Roy Gibson has been hunted down by the men of the British Airborne Forces Club and plans to take centre stage when they gather to remember old times and fallen comrades in Aldershot in November.

Few of the men will have met Roy and fewer still know him by his given name.

But most will have heard of Wendy, the gay steward who kept spirits up when he sailed 8,000 miles to the Falklands on the ferry Norland with the men of the 2nd Battalion The Parachute Regiment in 1982.

“He was definitely different, mincing around the ship among all the Paras,” said Ron Webster, a veteran of the campaign.

“A lot of the men really weren’t comfortable with Wendy being around but once he started playing his piano he was an absolute Godsend. He really helped to keep up morale and he won our total respect because of that.”

Military memoirs, notably the graphic “A Soldier’s Song” by Ken Lukowiak, pay warm tribute to Wendy as the gay man whose talent and camaraderie forced people to overcome their prejudices and who was welcomed by the men of 2 Para as an honorary member of their ranks, even receiving a Red Beret.

But when the time came to invite Roy to this year’s 30th anniversary reunions he was reported missing in action.

No one could find him until he walked into the Vauxhall Tavern, one of his old haunts a few miles from his home near Hull, and started playing the piano.

“My friends at the Vauxhall had Ron’s number but they couldn’t track me down because I don’t play much these days and I’d changed my phone,” said Roy.

“So now I’m hoping to get to the event in Aldershot to see a few of the lads who sailed with us on the Norland and to make up for the reunions I’ve missed this year.”

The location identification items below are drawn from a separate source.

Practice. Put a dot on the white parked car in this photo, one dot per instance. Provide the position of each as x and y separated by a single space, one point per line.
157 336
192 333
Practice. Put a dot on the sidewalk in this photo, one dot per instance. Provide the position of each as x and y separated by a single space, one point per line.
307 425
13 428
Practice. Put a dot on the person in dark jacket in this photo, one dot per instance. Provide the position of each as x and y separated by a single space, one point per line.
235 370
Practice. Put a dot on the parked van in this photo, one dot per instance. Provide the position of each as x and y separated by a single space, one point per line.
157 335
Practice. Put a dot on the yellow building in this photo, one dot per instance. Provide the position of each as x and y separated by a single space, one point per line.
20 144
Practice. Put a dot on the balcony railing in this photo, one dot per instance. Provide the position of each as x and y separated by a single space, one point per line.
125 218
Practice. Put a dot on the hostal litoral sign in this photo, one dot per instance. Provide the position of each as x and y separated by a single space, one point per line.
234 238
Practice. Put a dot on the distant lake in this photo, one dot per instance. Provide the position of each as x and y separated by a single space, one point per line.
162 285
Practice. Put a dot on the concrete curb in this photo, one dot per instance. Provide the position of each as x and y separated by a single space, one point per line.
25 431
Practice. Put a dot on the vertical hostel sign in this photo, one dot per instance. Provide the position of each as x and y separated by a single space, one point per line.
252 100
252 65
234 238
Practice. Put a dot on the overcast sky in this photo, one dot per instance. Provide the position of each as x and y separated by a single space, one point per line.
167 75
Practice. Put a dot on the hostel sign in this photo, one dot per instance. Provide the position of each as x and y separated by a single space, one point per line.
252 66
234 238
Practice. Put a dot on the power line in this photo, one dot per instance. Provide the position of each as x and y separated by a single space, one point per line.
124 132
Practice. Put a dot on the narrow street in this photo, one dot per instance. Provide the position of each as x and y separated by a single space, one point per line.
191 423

Roy, who was was 27 when the war started on April 2, 1982, retains vivid memories of his Falklands campaign, which involved earning the trust of the British troops and later extending respect to prisoners of war as Norland ferried captured Argentine soldiers back to their homeland.

“My piano was my passport,” he said as he recalled the riotous sing-along sessions that put smiles on the faces of the troops as they steamed towards the battle zone.

“My boyfriend was there as well. We kept each other out of trouble! I was scared but I was trying to be positive, after all I was in the middle of nowhere surrounded by more than 1,000 men. Heaven!

“But we had a job to do looking after the soldiers and getting them to the Falklands safely, and they were working hard keeping fit, training and preparing for the task ahead.

“It wasn’t easy, and you could feel the tension increasing the closer we got to the war zone. But we tried to have some fun as well and it is absolutely true that at one stage we were warned by the soldiers that things could get nasty.

“One of them asked me if I thought I could kill an Argie and I said: ‘Ooh! Yes darling, eventually!’

“I told them I’d had more jumps than the Paras!”

Ron says Wendy is guaranteed a warm welcome when he appears in Aldershot for a camped-up piano show that has been hailed as a cross between Mrs Mills and Liberace.

“We’ve had a few reunions this year and people have been looking for Wendy at all of them,” said Ron.